Снег за окном падает теперь гуще, темные квадраты полей усеяны белыми пятнами, как пирог, который посыпают сахарной пудрой, когда он еще теплый. Неуютная местность, говорит Давид, но не хуже других. Все-таки люди здесь не наступают друг другу на ноги. Этими словами он отвечает на вопрос, который я давно задал себе: почему он поселился именно здесь, среди нагорий Юры с их суровым и влажным климатом, с морозными и снежными зимами. Мой визави умолкает, прежде чем продолжить свой рассказ. Несколько лет он бродил по стране, искал уголок, где мог бы жить в спокойствии, но дольше чем на полгода нигде не задерживался, перебирался из одной меблированной комнаты в другую, и теперь вот он здесь, в продольной, покрытой еловым лесом долине. Континентальные ветры дуют над ней, не вздымая холодный воздух, и воздух этот застаивается между склонами, точно внутри гигантского холодильника.

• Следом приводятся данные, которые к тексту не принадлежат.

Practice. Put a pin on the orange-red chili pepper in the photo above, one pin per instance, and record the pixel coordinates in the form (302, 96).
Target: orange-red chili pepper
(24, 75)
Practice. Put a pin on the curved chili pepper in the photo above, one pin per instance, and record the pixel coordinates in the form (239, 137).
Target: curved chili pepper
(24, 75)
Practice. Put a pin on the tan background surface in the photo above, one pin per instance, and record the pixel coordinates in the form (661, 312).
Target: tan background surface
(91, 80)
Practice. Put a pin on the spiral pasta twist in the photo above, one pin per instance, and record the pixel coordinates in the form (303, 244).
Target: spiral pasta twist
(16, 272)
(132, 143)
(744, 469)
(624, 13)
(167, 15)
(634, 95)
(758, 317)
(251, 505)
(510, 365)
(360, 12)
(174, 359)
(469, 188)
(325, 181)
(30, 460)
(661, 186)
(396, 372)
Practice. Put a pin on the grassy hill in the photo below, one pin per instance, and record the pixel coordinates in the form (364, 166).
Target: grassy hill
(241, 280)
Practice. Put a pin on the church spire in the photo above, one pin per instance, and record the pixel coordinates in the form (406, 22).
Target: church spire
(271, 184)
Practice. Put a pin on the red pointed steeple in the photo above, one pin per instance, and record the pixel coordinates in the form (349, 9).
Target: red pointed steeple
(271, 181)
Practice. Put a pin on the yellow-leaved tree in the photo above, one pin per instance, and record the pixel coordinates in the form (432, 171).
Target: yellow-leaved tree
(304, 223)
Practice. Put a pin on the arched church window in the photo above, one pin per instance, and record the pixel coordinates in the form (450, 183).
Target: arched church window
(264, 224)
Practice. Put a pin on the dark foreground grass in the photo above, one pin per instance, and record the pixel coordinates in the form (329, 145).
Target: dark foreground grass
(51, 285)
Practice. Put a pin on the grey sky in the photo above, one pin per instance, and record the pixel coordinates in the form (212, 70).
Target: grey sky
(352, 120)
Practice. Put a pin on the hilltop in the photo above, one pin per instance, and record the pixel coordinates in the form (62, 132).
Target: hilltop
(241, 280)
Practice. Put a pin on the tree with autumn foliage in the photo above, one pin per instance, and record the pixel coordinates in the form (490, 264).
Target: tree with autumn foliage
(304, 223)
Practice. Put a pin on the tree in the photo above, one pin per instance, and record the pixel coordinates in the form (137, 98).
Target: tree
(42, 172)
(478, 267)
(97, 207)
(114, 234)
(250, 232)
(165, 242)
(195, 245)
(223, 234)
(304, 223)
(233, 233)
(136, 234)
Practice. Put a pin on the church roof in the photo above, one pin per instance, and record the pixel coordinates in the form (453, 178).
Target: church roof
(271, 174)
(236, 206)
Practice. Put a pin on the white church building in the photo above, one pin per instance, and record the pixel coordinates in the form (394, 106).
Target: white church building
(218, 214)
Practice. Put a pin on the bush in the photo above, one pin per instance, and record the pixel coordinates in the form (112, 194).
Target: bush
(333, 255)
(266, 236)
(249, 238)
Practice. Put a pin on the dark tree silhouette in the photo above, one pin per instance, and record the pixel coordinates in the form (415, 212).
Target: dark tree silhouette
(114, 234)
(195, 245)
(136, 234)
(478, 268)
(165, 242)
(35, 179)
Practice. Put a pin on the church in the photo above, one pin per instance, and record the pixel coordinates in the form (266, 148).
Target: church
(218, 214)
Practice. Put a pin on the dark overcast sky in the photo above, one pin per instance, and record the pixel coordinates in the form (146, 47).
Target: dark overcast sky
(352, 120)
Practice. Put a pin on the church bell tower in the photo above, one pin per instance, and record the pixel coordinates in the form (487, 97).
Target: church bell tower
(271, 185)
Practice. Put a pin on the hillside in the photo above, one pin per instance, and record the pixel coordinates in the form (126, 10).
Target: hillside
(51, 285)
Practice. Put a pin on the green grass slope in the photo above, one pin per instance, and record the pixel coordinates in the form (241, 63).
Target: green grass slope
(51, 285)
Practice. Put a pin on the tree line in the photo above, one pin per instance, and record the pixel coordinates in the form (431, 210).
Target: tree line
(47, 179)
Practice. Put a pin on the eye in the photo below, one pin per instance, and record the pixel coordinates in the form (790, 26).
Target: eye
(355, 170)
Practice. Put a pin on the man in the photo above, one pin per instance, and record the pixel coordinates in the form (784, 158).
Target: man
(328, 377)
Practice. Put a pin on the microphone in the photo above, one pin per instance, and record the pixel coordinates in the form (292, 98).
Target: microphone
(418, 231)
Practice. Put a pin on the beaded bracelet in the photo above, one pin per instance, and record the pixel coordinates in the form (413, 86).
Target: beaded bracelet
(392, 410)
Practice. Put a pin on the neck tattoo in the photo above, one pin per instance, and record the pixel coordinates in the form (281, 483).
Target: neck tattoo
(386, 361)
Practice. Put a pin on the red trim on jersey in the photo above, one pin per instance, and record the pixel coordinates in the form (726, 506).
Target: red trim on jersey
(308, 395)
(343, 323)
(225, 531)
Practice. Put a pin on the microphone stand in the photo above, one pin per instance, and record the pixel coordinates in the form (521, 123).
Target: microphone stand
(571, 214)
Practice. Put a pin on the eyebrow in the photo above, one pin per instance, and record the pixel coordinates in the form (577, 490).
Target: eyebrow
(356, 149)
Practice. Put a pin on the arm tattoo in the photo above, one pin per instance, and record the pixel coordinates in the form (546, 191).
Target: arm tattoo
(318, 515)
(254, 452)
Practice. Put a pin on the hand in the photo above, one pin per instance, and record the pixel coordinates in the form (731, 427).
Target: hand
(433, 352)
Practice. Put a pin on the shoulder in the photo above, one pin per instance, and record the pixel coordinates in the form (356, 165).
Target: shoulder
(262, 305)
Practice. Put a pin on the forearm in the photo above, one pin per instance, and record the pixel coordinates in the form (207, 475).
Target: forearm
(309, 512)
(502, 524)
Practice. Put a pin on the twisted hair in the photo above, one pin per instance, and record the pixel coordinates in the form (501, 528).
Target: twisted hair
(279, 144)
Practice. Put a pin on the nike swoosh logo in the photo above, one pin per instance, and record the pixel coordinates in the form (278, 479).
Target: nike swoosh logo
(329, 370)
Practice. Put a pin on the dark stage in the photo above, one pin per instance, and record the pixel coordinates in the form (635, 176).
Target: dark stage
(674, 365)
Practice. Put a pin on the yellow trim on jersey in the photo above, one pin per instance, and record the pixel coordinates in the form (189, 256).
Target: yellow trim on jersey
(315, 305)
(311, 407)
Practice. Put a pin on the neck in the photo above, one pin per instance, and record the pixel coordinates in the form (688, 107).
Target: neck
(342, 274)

Дождавшись темноты, я прокрался в дом. Окна наших домов мы заколотили досками, тут я менять ничего не стал и решил посмотреть, чем я располагал. Припасов, полезных в такой ситуации, было немного. Воды – кот наплакал, несколько банок тушеной фасоли фирмы «Хайнц», полдюжины свечей, спички – вот и все. Но я не беспокоился. Надо было продержаться всего несколько дней, пока я не найду Агату. И тогда найдется все остальное. Агата должна убедиться, что она заблуждалась и что я не сбежал – вопреки ее предсказаниям. Однажды прилетит большой белый самолет, появится в небе, как ангел, и, забрав вас всех, улетит восвояси – вот так она говорила. Но уже после первой ночи у меня душа ушла в пятки. Я понял, что совершил ошибку, и не желал теперь ничего иного, кроме как исчезнуть из Кигали. Я знал о самолете компании «Эйр Франс», который должен был вывезти в следующее воскресенье последних европейцев. В нем буду сидеть и я. Вместе с Агатой. С моим садовником Теонестом я отправил ей записку на авеню Молодежи. Я паковал вещи, не сомневаясь, что она придет. Этот кошмар останется в нашей жизни эпизодом, над которым мы скоро будем смеяться. Но она не пришла. И я остался в особняке Амсар. Сто дней я провел там, и подчас мне кажется, что я все еще сижу в тех стенах, и меня опять охватывает страх, я слышу крики, стрельбу, разрывы гранат, опять чувствую голод и жажду.
Теонест более или менее регулярно снабжал меня водой, приносил немного вареного риса, а иной раз и бутылку пива. Ко мне он относился хорошо, при том что других не жаловал, но тогда я об этом не знал. Мы играли на веранде в туфи, он сообщал мне новости о событиях на фронте, о потоках беженцев, иногда пересказывал какие-нибудь слухи, к примеру о том, что Агата покинула город или ухаживает в военном лагере за ранеными – каждый раз это звучало по-иному. Достоверным было лишь то, что в один из первых дней апреля в дом, где проживала вся ее родня, попал снаряд. Никто, однако, не знал, был ли при этом кто-нибудь убит или ранен.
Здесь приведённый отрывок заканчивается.